Notice I didn’t mention the “club.” Clubs are the lowest of the low. Sometimes a bar starts out as a club, some just end up that way. While I am not a fan of hip-hop, I understand why these places have to exist. If they didn’t, these people would make their way into other bars. It’s kind of like knocking down a building infested with roaches – all they do is scatter. Sports bars in their dying days usually become clubs. They’re easy to spot; if you see a DJ more than one night a week, if you see mostly mixed drinks in the hands of the patrons, if the prices spike because they need to hire security… yeah, it’s time to find a new place to hang out.
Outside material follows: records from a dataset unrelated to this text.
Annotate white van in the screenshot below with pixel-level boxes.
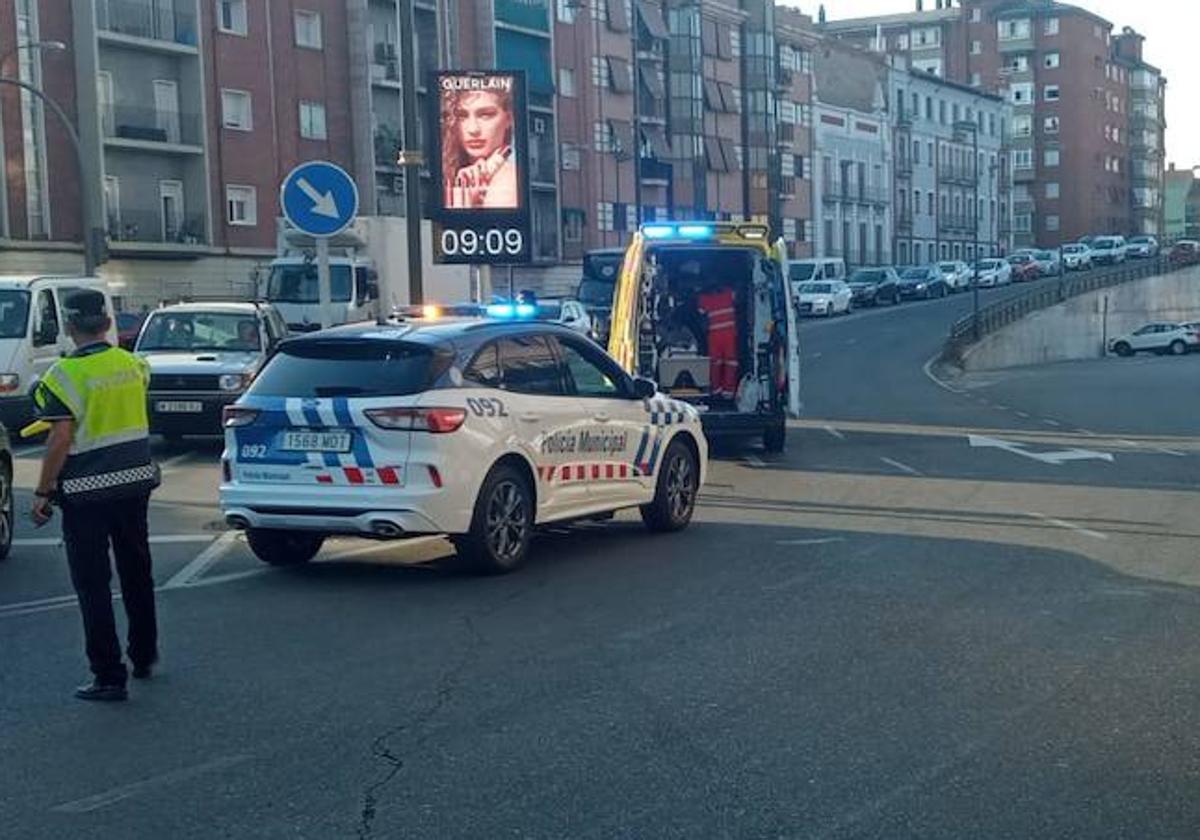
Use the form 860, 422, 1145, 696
0, 275, 116, 430
789, 257, 847, 287
263, 254, 379, 332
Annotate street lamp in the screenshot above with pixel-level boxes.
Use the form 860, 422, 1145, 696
954, 120, 981, 340
0, 40, 98, 275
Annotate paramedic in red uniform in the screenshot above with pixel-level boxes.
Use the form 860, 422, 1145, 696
698, 284, 738, 399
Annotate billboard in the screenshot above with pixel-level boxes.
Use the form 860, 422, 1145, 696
430, 70, 533, 265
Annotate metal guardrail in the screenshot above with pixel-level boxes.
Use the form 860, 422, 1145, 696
942, 254, 1188, 363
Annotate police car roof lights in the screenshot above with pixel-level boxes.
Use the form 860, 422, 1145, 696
677, 224, 714, 239
486, 302, 537, 319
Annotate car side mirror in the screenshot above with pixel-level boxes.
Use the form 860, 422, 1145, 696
632, 376, 657, 399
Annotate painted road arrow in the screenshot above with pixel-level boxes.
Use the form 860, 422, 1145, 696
968, 435, 1114, 465
296, 178, 340, 219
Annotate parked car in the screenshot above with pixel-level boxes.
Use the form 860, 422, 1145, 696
537, 299, 595, 339
1090, 236, 1128, 265
789, 258, 847, 285
1109, 323, 1200, 357
1006, 253, 1041, 282
1031, 249, 1062, 277
1126, 235, 1159, 258
846, 268, 901, 306
974, 259, 1012, 287
937, 261, 972, 292
136, 301, 290, 441
1169, 240, 1200, 267
794, 280, 853, 316
897, 266, 949, 299
1061, 243, 1093, 271
116, 311, 147, 350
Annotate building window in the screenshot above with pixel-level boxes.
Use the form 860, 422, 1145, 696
1014, 213, 1032, 233
1044, 17, 1059, 36
226, 185, 257, 226
1010, 83, 1033, 105
1044, 149, 1060, 167
970, 72, 982, 87
299, 101, 327, 140
1013, 115, 1032, 137
562, 209, 584, 242
925, 96, 933, 120
970, 40, 981, 55
998, 18, 1031, 41
1013, 149, 1033, 170
221, 89, 252, 131
1046, 214, 1060, 231
1045, 182, 1059, 199
556, 0, 577, 24
1044, 52, 1060, 69
971, 8, 982, 23
927, 192, 934, 216
1043, 116, 1060, 135
294, 10, 322, 48
559, 68, 576, 97
593, 121, 613, 152
218, 0, 248, 35
1044, 85, 1060, 102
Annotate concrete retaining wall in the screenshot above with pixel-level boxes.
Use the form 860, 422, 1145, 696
963, 265, 1200, 371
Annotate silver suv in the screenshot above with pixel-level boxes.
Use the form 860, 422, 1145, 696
135, 301, 289, 441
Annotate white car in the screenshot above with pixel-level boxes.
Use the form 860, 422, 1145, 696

All of this typing has made me thirsty. I need a beer.



Beer is good – and stuff.

Grab a beer; I just did.

So, where should I begin? Since I’m going to post about beer, and hopefully better beer, I may as well do some research. I began with the “Top 250 beers in the world” from Beer Advocate, as well as the 50 best from RateBeer. Turns out, they agree on most of their choices. Still, many of these beer either require a trip to Europe or to other parts of the country. Great idea for a bucket list, but not in my state of finances. Besides, 74 of them are IPA’s – fuck that shit. So I’ll keep the list in mind, but there’s so much more to explore.
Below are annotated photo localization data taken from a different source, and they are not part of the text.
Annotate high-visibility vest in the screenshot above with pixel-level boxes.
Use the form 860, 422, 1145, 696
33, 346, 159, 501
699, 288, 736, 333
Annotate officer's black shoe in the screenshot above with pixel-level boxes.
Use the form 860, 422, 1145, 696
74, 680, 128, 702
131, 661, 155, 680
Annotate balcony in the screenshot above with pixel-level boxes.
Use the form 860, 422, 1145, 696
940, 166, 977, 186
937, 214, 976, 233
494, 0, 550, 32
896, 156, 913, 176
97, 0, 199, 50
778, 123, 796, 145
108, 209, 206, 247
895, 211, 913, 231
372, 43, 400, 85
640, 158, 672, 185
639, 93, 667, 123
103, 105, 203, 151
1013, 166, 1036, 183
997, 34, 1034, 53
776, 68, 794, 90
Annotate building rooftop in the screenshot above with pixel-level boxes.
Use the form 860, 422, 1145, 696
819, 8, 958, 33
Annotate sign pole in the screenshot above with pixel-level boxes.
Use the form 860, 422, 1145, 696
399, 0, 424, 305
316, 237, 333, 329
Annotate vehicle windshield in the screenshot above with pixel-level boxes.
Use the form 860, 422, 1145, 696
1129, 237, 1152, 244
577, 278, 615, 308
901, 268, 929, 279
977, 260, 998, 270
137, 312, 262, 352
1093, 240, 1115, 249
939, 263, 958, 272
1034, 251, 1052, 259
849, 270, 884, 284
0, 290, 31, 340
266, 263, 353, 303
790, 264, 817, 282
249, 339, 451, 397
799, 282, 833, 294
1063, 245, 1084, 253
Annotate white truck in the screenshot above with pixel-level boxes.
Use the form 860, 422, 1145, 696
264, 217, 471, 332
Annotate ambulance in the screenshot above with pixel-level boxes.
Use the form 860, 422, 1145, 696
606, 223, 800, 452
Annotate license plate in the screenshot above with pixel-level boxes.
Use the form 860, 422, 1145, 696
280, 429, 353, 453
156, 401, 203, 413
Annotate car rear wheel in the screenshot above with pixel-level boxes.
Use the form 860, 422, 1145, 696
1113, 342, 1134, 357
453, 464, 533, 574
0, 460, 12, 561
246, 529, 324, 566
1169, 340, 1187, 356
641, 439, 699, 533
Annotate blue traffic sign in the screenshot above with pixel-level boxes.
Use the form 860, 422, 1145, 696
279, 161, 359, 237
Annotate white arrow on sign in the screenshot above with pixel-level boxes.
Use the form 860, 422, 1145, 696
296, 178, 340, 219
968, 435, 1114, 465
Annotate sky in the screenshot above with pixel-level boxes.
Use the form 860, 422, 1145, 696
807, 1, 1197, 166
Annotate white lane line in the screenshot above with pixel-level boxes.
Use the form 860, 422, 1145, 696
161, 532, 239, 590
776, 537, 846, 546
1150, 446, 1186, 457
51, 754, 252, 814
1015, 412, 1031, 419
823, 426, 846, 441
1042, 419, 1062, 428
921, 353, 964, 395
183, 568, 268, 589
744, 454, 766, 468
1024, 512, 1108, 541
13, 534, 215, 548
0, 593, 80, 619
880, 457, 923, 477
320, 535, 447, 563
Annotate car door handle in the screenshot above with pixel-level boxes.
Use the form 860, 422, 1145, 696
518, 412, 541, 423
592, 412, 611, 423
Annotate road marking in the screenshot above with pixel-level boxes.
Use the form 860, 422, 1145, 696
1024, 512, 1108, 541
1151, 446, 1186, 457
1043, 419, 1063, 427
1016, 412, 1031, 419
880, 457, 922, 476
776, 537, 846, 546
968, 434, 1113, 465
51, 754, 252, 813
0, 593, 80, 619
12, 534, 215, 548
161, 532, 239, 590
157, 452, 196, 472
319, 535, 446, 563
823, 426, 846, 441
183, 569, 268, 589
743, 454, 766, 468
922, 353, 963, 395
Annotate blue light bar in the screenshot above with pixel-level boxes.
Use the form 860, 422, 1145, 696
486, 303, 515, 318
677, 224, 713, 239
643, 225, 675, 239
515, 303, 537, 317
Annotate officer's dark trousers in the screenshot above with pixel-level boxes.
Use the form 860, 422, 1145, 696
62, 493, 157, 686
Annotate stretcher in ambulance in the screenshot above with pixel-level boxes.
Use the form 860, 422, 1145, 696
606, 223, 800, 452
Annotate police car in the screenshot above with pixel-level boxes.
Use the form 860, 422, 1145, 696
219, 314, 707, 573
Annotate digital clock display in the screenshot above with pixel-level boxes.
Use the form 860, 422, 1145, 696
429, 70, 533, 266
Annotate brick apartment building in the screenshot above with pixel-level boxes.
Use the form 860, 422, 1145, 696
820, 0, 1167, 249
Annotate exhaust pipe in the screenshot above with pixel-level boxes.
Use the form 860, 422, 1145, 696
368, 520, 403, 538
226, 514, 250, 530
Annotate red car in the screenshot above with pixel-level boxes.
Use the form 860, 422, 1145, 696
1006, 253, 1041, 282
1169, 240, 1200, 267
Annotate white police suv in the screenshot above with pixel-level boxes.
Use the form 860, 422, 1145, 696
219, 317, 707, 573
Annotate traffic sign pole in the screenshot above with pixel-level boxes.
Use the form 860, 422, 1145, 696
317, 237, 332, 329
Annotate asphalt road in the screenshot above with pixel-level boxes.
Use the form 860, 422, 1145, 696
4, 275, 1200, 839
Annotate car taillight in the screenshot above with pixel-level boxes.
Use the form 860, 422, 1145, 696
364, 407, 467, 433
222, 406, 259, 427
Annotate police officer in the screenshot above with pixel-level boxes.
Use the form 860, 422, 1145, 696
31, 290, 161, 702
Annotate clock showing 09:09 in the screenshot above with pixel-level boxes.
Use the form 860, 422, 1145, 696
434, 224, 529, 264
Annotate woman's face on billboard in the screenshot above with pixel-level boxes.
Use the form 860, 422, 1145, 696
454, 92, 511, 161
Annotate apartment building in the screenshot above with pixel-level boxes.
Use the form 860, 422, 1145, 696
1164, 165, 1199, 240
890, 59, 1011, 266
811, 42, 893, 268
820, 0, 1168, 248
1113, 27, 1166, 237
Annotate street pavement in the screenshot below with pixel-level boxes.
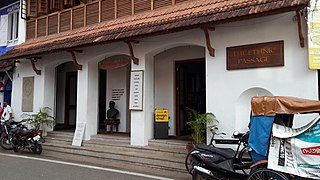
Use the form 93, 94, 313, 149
0, 151, 173, 180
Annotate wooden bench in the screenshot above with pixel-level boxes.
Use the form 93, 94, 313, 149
104, 118, 120, 133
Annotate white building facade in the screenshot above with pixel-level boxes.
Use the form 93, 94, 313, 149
2, 0, 317, 146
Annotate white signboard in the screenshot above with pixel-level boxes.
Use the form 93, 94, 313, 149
72, 122, 86, 146
268, 116, 320, 179
129, 70, 143, 110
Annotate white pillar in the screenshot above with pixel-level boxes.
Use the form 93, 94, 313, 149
130, 54, 155, 146
76, 62, 99, 140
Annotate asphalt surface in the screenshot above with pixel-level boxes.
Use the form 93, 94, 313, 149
0, 152, 172, 180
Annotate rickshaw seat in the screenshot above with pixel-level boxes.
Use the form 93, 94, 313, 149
196, 144, 236, 159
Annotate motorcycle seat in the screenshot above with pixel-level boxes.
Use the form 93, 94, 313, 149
196, 145, 235, 160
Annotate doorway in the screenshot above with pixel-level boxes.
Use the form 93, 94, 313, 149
98, 69, 107, 132
176, 59, 206, 136
55, 62, 77, 130
64, 72, 77, 129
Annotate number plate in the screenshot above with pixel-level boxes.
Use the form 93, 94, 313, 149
33, 135, 40, 141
I’ve got quite a collection of local stuff that I enjoy. I like to keep my business local whenever possible anyway. That said, I’m out to explore, and there’s a lot of things to try right in my own backyard. A simple check on a craft beer website shows over 40 places within a comfortable drive of home.  I will share things from time to time on places around here that are worth a visit. Inevitably, I’ll come across one that is absolutely terrible as well. I think either way you should know this shit. Saves a bunch of time, money, and hassle. Bartenders, too, good or bad. I may need a designated driver for this part. Yeah, ok, let’s try someone who can drive with a little less buzz than mine. Any takers?

On to the next beer. Just opened one off the list; Southern Tier Choklat. It only comes in bomber bottles and runs $7.49 at Woodman’s. It’s also 10% alcohol, so it shouldn’t take long to get a buzz. So far it’s pretty damn tasty. Speaking of which, I will mention my best & worst so far.

Best: Brew Dog’s Tactical Nuclear Penguin. An 11 on my scale. Yes, mine goes to 11. It’s also 32% alcohol, and it’ll fuck you up quick.

Worst: I said I hate IPA’s. But I was given a beer a couple weeks ago because this clueless bartender (yeah, it was a sports bar – go figure) said, “Hey, you like exotic beer, try this.” In his mind, anything beyond the realm of Bud, Miller, and Coors was exotic. I was kind of surprised that he knew the word exotic. Anyway, it was Black Top from New Glarus. The best way I can describe it is take a Budweiser, pour it into a really dirty ashtray, let it sit overnight, then drink it. Yeah, I just gagged a bit thinking about it.